Merawat Tradisi, Memperkuat Identitas: Kolaborasi Masyarakat dan Seniman dalam Pelestarian Seni Budaya
SIDAKKAL Padangsidimpuan– Semangat melestarikan warisan leluhur tampak begitu hidup di Kelurahan Sidakkal. Di tengah arus modernisasi yang kian deras, kolaborasi antara Sanggar Langen Budi Utomo, Sanggar Tri Laras, dan organisasi Paguyuban DPD Krida Manunggal Budaya Sumut Padangsidimpuan berhasil mencuri perhatian publik. Kehadiran seni tari Jawa, seni Jaran Kepang, dan tabuhan Seni Musik Gamelan yang autentik menjadi bukti nyata bahwa kesenian tradisional masih memiliki tempat istimewa di hati masyarakat.
Momentum ini bermula dari inisiatif seorang masyarakat bernama Hendry, yang melibatkan kesenian tradisional dalam acara syukuran putrinya di Sidakkal. Bagi Hendry, langkah ini bukan sekadar hiburan, melainkan bentuk apresiasi terhadap warisan yang telah ada secara turun-temurun.
"Kesenian budaya ini adalah tontonan yang sudah ada sejak zaman dahulu hingga sekarang. Sudah sepatutnya kita menjaga keberadaannya, salah satunya dengan konsisten melibatkan kesenian dalam berbagai perhelatan masyarakat," ujar Hendry di sela-sela acara.
Apriyadi Syahputra, pengurus Sanggar Langen Budi Utomo, menyampaikan apresiasi mendalam atas dukungan tersebut. Menurutnya, partisipasi masyarakat seperti yang dilakukan Hendry merupakan napas utama bagi keberlangsungan sanggar.
"Kami sangat berterima kasih kepada Bapak Hendry dan masyarakat yang telah memberikan ruang bagi kami untuk tampil.
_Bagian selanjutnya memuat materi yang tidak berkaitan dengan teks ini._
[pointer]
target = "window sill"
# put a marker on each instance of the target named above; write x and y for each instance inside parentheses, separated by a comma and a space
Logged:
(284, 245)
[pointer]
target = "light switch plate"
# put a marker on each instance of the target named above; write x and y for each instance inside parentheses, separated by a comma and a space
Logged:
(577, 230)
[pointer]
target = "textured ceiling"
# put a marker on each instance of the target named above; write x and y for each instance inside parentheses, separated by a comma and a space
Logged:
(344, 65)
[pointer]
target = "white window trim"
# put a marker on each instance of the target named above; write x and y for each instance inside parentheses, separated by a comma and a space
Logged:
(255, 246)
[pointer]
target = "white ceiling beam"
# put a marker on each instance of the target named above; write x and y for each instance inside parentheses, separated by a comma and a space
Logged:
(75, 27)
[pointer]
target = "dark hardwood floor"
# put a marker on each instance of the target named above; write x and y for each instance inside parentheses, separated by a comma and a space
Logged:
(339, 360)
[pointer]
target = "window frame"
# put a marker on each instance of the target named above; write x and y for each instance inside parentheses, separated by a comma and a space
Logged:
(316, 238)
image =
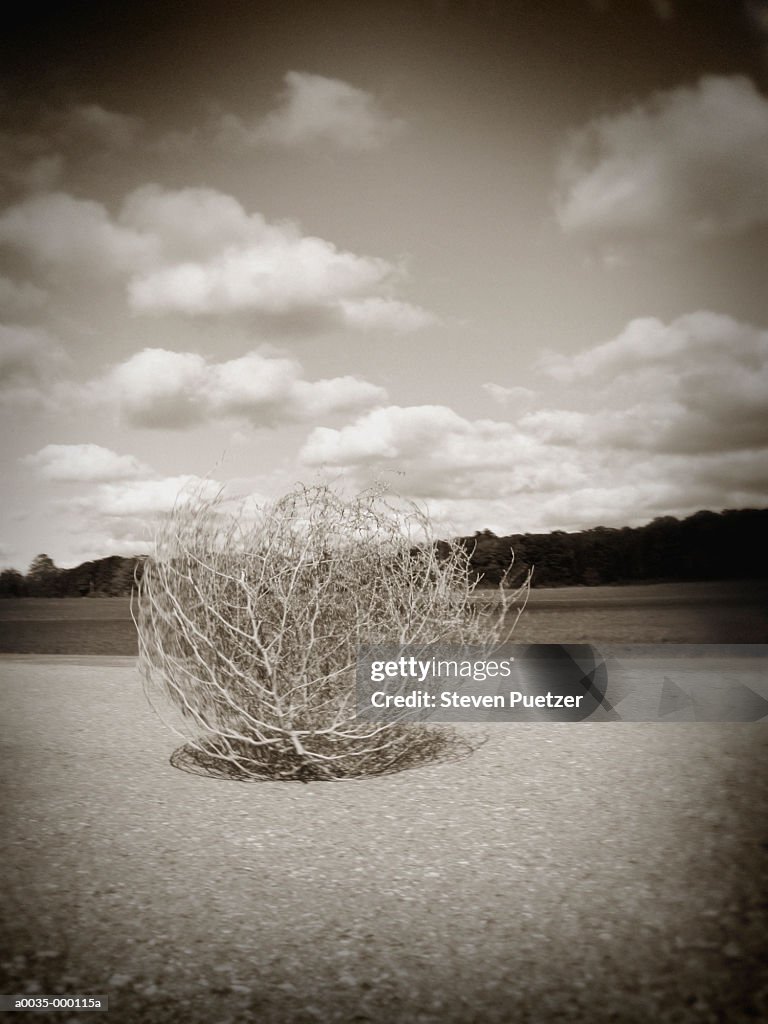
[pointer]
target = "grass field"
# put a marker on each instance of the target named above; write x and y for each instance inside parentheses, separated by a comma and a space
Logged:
(689, 612)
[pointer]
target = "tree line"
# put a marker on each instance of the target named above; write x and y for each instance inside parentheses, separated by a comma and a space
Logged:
(726, 545)
(113, 577)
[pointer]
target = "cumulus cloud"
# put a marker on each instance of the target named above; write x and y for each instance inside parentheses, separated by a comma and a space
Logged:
(315, 109)
(56, 142)
(376, 312)
(84, 463)
(30, 360)
(136, 499)
(56, 228)
(94, 124)
(158, 388)
(516, 396)
(664, 419)
(690, 162)
(20, 297)
(438, 453)
(697, 384)
(197, 251)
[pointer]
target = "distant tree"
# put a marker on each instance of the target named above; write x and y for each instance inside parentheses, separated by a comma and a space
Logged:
(43, 577)
(12, 584)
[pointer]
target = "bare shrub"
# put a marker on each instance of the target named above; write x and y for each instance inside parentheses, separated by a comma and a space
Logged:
(250, 625)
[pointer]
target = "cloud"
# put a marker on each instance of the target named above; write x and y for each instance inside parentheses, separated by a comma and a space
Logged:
(198, 252)
(690, 162)
(94, 124)
(84, 463)
(664, 419)
(385, 314)
(315, 109)
(57, 142)
(136, 499)
(438, 453)
(58, 229)
(698, 384)
(516, 396)
(30, 361)
(157, 388)
(19, 297)
(281, 272)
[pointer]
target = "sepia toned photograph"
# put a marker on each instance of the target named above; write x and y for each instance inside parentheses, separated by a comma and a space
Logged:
(339, 340)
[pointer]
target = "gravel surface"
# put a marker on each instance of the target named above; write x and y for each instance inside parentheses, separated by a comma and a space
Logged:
(563, 872)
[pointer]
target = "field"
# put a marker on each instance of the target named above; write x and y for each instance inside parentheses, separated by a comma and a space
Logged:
(605, 872)
(697, 612)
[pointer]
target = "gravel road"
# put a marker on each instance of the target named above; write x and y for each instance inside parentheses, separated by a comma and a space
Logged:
(563, 872)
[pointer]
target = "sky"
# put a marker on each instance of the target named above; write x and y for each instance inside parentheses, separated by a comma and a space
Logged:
(506, 259)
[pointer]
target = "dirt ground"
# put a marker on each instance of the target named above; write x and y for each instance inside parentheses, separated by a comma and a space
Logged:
(594, 872)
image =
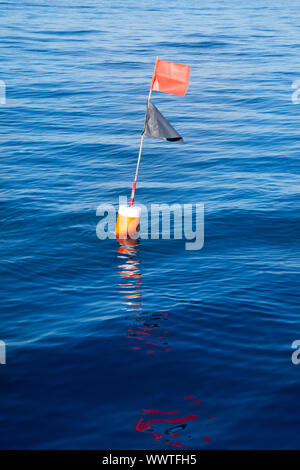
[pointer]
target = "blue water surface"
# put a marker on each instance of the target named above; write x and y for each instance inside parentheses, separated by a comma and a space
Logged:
(149, 346)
Dukungan nyata dari masyarakat adalah bahan bakar bagi para seniman untuk terus berkarya dan menjaga marwah seni tari Jawa, seni Jaran Kepang, dan seni musik gamelan," ungkap Apriyadi.
Pertunjukan seni yang berlangsung menghibur ini juga terasa sangat istimewa karena bertepatan dengan peringatan Hari Kelahiran Pancasila 1 Juni. Wahyu Diyono, S.Pd., Gr., selaku Pengurus Utama Organisasi Paguyuban Krida Manunggal Budaya Sumut Padangsidimpuan yang juga Ketua Sanggar Tri Laras Padangsidimpuan, menilai antusiasme masyarakat yang hadir sangat luar biasa. Ia menyampaikan bahwa kemampuan acara ini akan menjadi tolok ukur bagi organisasi dalam merumuskan program-program kebudayaan yang lebih berkelanjutan di masa depan. 01/06/2026
"Melihat antusiasme warga yang begitu semangat ramai menyaksikan penampilan hari ini ada yang duduk bahkan tak sedikit yang berdiri penuh dengan semangat, kami semakin yakin bahwa budaya adalah pemersatu bangsa. Momentum 1 Juni 2026 Hari Kelahiran Pancasila ini menjadi refleksi bagi kita di paguyuban untuk terus merumuskan acara-acara yang tidak hanya menghibur, tetapi juga berkelanjutan dalam menjaga nilai-nilai luhur budaya kita," tutup Wahyu Diyono.
Keberhasilan dan kemampuan kolaborasi ini menjadi inspirasi bagi generasi bahwa pelestarian budaya tradisional tidak akan pernah mati selama masyarakatnya masih memegang teguh komitmen untuk menjaga, mendukung, dan menampilkan kearifan lokal dalam setiap kesempatan.